Development Resources/Becoming a Committer
First and foremost, being a committer on an Eclipse project is an awesome bit of responsibility. Committers have access to all of their project's resources; tiny mistakes can have huge implications. Given the high level of responsibility, there is a bit of process to becoming a committer.
The short version:
- Establish a pattern of providing high-quality contributions to the project in the form of answers on forums, patches, test cases, and other intellectual property (IP).
- Be nominated by an existing project committer.
- Receive a minimum of three (3) "+1" votes with no "-1" votes from existing committers
- In the case of projects with fewer than three committers, all committers must vote +1.
- A single "-1" vote is essentially a veto; a -1 must be turned into a '0" or "+1" for the vote to succeed.
- Complete the required committer paperwork; this may take the form of an individual or company agreement.

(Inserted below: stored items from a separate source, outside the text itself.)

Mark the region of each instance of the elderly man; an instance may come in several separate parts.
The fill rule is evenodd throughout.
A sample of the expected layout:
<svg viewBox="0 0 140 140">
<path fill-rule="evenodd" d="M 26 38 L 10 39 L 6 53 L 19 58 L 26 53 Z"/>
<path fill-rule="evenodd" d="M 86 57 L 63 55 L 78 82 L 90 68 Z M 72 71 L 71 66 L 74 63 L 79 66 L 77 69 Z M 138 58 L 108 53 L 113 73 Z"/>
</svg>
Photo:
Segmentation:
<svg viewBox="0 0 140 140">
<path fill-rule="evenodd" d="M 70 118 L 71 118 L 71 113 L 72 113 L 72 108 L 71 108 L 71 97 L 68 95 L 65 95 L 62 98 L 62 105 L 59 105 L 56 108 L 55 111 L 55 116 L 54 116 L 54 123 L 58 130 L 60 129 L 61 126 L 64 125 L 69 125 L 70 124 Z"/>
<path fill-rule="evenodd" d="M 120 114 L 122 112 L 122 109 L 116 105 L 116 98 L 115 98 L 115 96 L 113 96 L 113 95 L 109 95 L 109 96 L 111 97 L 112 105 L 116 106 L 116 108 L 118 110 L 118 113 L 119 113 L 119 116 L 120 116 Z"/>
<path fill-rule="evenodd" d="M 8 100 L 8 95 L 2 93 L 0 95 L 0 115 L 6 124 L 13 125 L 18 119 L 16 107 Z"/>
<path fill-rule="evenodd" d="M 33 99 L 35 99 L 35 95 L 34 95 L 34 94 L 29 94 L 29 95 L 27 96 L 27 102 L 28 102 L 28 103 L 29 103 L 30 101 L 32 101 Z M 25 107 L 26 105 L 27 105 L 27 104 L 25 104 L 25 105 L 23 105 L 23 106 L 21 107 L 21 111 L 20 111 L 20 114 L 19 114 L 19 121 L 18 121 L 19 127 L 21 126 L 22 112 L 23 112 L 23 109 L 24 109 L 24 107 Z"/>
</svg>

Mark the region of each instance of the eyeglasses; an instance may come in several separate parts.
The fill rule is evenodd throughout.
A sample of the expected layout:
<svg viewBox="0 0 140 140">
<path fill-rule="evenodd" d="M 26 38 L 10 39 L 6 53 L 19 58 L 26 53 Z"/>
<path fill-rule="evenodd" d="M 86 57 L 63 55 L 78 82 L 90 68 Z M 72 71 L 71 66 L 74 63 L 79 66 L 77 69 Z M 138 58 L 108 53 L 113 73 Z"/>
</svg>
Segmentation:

The first part, "Establish a pattern of providing high-quality contributions", is really the hard part. You can't just show up and say "please make me a committer": it doesn't work that way. You start your journey to committer status by making transparent contributions to the project in open forums. Contributions take many different forms: you can answer questions on the project forum; contribute code, tests, etc.; and more. As a general rule, code contributions carry the most weight.
By establishing a pattern of contribution, you demonstrate that you are serious about ongoing participation in the project. By providing high-quality contributions that are accepted by the project and committed into the project's source code, you demonstrate merit/value to the project. At some point, by demonstrating commitment and merit, a project committer will invite you to join their ranks and nominate you to become a committer. The actual bar for merit varies from project to project (and is difficult to quantify).
During the nomination process, the nominator is responsible for documenting the rationale behind the nomination. Generally this takes the form of a list of contributions.
In some cases, known experts may be nominated to be committers. Whether or not this type of nomination is permitted is left to the discretion of the project leadership (including the PMC).